Along with the transition fund, there’s £470 million over the next four years to build the capacity of the voluntary sector to deliver the Big Society.
I don’t know what this expanded delivery role will actually mean, the devil will be in the detail, but the CSR adds that it will “look to set proportions of specific services that should be delivered by non-state providers including voluntary groups.”
Could this support amount to enough of a lifeline? Possibly, but only if we are really bold and act now! During the economic down-turn last year, the Charity Commission found that only 32% of charities surveyed had taken steps to limit the impact of the recession, with just 14% reducing costs.
An ostrich mentality isn’t going to help. And I don’t say that lightly. I’ve felt that pain. As a charity chief executive, I’ve had to lose staff on occasions when the funding didn’t materialise.
What my last few years at a venture philanthropy fund have taught me is the importance for charities to concentrate on their ‘back office’ as much as their compassion.
It won’t be for everyone, as charities are driven by much more complex ‘bottom lines’ than pure profit and there will be a learning curve, but there’s much to gain from partnership with business.
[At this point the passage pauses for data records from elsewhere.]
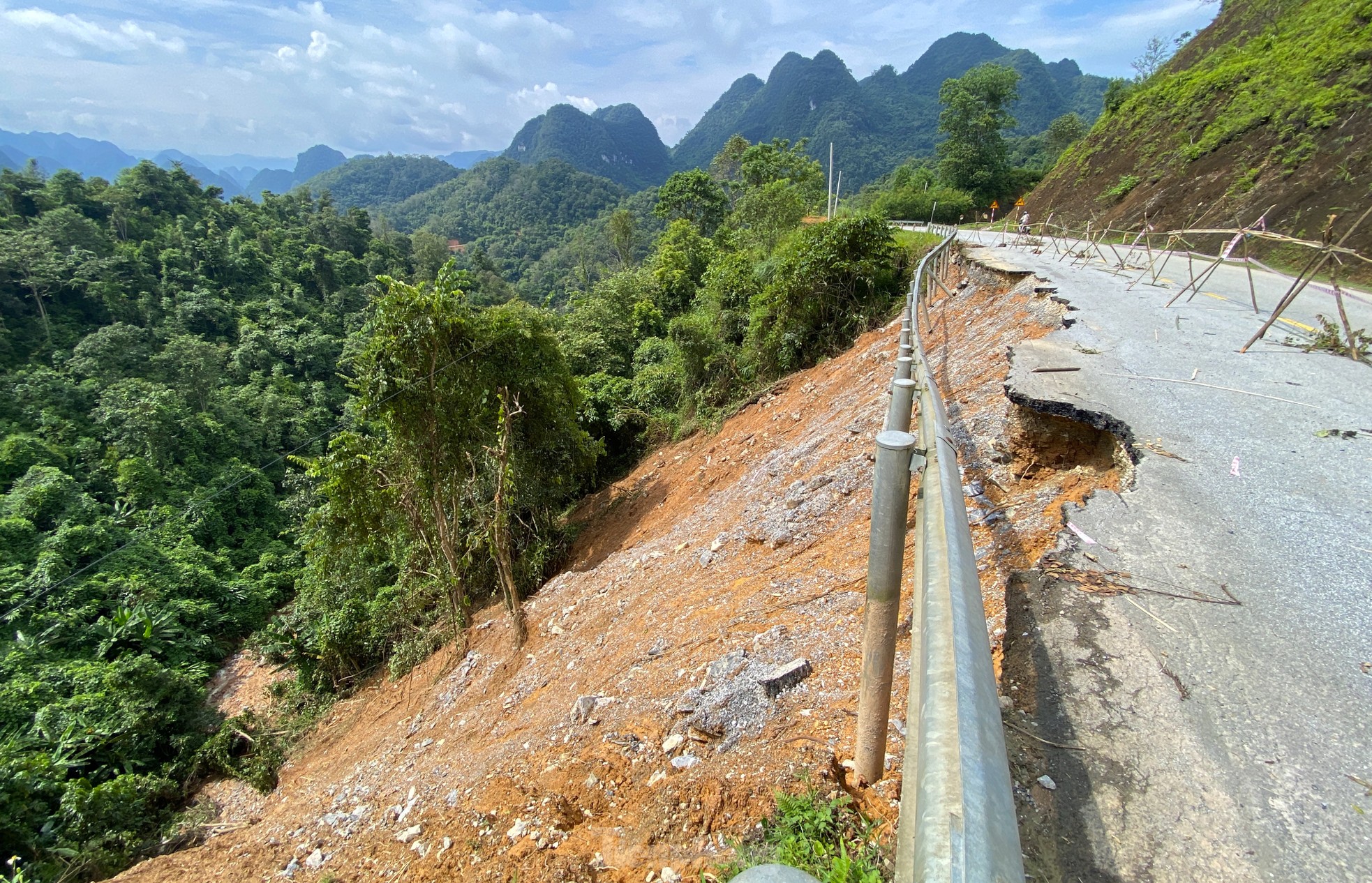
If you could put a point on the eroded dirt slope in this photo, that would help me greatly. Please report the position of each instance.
(630, 734)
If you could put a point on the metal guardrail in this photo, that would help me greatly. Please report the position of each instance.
(957, 808)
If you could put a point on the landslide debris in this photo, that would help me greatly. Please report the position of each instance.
(700, 653)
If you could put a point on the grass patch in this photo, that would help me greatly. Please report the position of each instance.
(1123, 187)
(1332, 339)
(822, 837)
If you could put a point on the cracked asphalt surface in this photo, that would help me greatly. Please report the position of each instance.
(1218, 738)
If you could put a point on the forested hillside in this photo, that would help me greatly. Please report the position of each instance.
(616, 143)
(162, 353)
(290, 424)
(883, 120)
(874, 123)
(514, 213)
(380, 181)
(1262, 114)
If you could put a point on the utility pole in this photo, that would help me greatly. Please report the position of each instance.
(829, 202)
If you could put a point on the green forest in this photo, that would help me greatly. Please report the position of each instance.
(288, 424)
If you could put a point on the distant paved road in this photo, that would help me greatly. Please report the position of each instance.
(1248, 776)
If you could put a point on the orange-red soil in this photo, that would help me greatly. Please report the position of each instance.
(751, 539)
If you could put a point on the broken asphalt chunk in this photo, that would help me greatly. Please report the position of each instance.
(785, 678)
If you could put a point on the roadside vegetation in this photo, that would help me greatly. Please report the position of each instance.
(976, 163)
(826, 837)
(295, 427)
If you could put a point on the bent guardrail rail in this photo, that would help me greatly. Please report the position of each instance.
(957, 808)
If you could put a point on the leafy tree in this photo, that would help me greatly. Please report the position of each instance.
(430, 254)
(768, 211)
(1064, 132)
(692, 197)
(449, 487)
(1156, 52)
(781, 160)
(623, 234)
(973, 156)
(829, 282)
(680, 265)
(1117, 92)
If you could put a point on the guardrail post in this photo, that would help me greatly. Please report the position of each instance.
(886, 557)
(902, 405)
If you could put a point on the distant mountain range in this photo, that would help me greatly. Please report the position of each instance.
(874, 123)
(235, 174)
(616, 143)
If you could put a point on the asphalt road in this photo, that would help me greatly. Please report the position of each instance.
(1220, 738)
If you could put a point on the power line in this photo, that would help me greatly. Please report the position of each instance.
(47, 591)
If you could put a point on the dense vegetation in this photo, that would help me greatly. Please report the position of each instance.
(227, 418)
(161, 353)
(886, 119)
(616, 142)
(512, 213)
(380, 181)
(974, 163)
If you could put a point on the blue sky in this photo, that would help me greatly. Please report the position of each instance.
(437, 76)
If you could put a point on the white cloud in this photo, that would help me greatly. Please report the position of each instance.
(538, 99)
(319, 47)
(274, 77)
(128, 36)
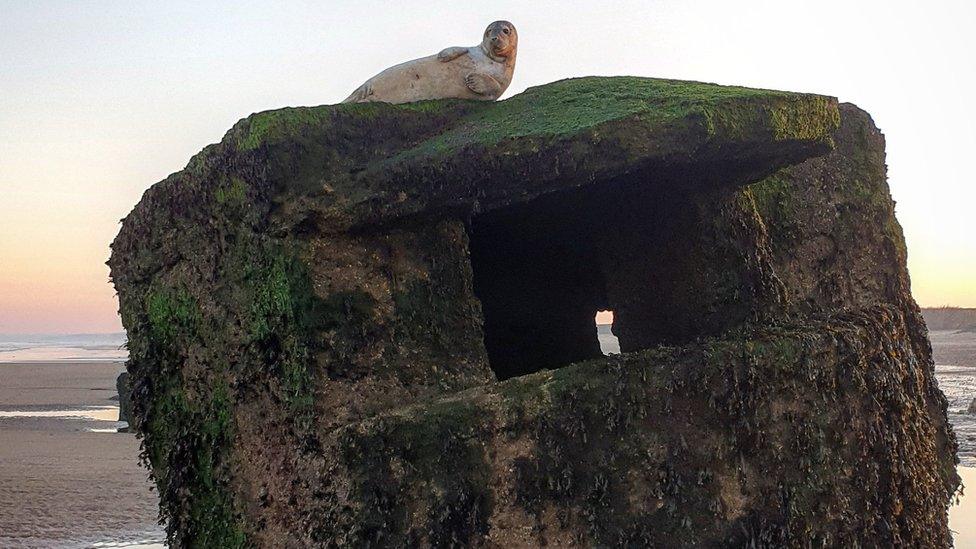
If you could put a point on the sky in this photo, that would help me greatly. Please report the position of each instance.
(99, 100)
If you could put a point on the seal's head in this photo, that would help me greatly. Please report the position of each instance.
(500, 41)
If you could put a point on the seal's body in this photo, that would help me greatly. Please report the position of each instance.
(479, 72)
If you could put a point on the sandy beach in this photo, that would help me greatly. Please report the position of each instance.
(62, 485)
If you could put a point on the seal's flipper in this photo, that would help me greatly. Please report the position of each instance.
(450, 54)
(361, 94)
(482, 84)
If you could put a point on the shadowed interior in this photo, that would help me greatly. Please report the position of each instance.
(544, 267)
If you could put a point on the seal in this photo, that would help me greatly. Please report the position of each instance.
(479, 72)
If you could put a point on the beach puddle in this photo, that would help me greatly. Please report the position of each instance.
(92, 413)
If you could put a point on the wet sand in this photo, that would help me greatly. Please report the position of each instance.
(62, 485)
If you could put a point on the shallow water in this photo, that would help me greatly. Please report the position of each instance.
(93, 413)
(955, 357)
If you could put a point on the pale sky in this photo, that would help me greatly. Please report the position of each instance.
(99, 100)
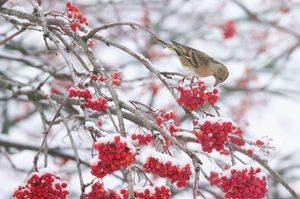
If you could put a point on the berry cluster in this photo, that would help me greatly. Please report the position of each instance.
(214, 178)
(148, 192)
(98, 192)
(75, 17)
(115, 78)
(84, 93)
(166, 166)
(237, 137)
(114, 152)
(166, 119)
(214, 133)
(195, 94)
(43, 184)
(242, 181)
(99, 104)
(142, 138)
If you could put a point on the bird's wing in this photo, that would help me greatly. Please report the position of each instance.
(196, 57)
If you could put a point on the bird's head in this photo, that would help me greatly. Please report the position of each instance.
(220, 72)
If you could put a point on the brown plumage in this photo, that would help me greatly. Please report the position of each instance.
(197, 63)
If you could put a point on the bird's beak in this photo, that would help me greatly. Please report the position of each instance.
(216, 83)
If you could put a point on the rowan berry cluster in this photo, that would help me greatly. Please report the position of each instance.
(243, 181)
(83, 93)
(98, 192)
(148, 192)
(237, 137)
(115, 78)
(166, 120)
(98, 104)
(43, 184)
(166, 166)
(75, 17)
(214, 178)
(114, 152)
(142, 138)
(196, 94)
(213, 133)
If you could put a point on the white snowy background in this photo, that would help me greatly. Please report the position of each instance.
(271, 112)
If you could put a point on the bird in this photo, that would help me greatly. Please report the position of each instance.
(197, 63)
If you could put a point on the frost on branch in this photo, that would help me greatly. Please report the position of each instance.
(194, 95)
(98, 192)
The Private Equity Foundation (PEF) has organised some 15,000 hours of pro bono support for its portfolio charities so I’ve seen first-hand how powerful it can be. In some cases, we’ve worked with charities which have managed the move away from substantial government funding to more sustainable models, while others have achieved huge growth in impact.
Which leads me to better measurement and evaluation. Only the demonstration of effectiveness will ensure support, as government tenders and pays for more services by results and funders choose between a deluge of ‘asks’.
It’s not measurement for measurement’s sake; evaluation can also help create a virtuous circle as organisations scrutinise the data to see where they can improve outcomes. It will become a vital tool, in what’s likely to become a ‘race for quality’ and more foundations should be prepared to pay for it.
Funding from the public and philanthropists cannot plug the hole left by government cuts. But, I believe that business does have a huge contribution to make in safeguarding the sector and I will be doing everything humanly possible to bring more of its money and skills to charities in the coming years.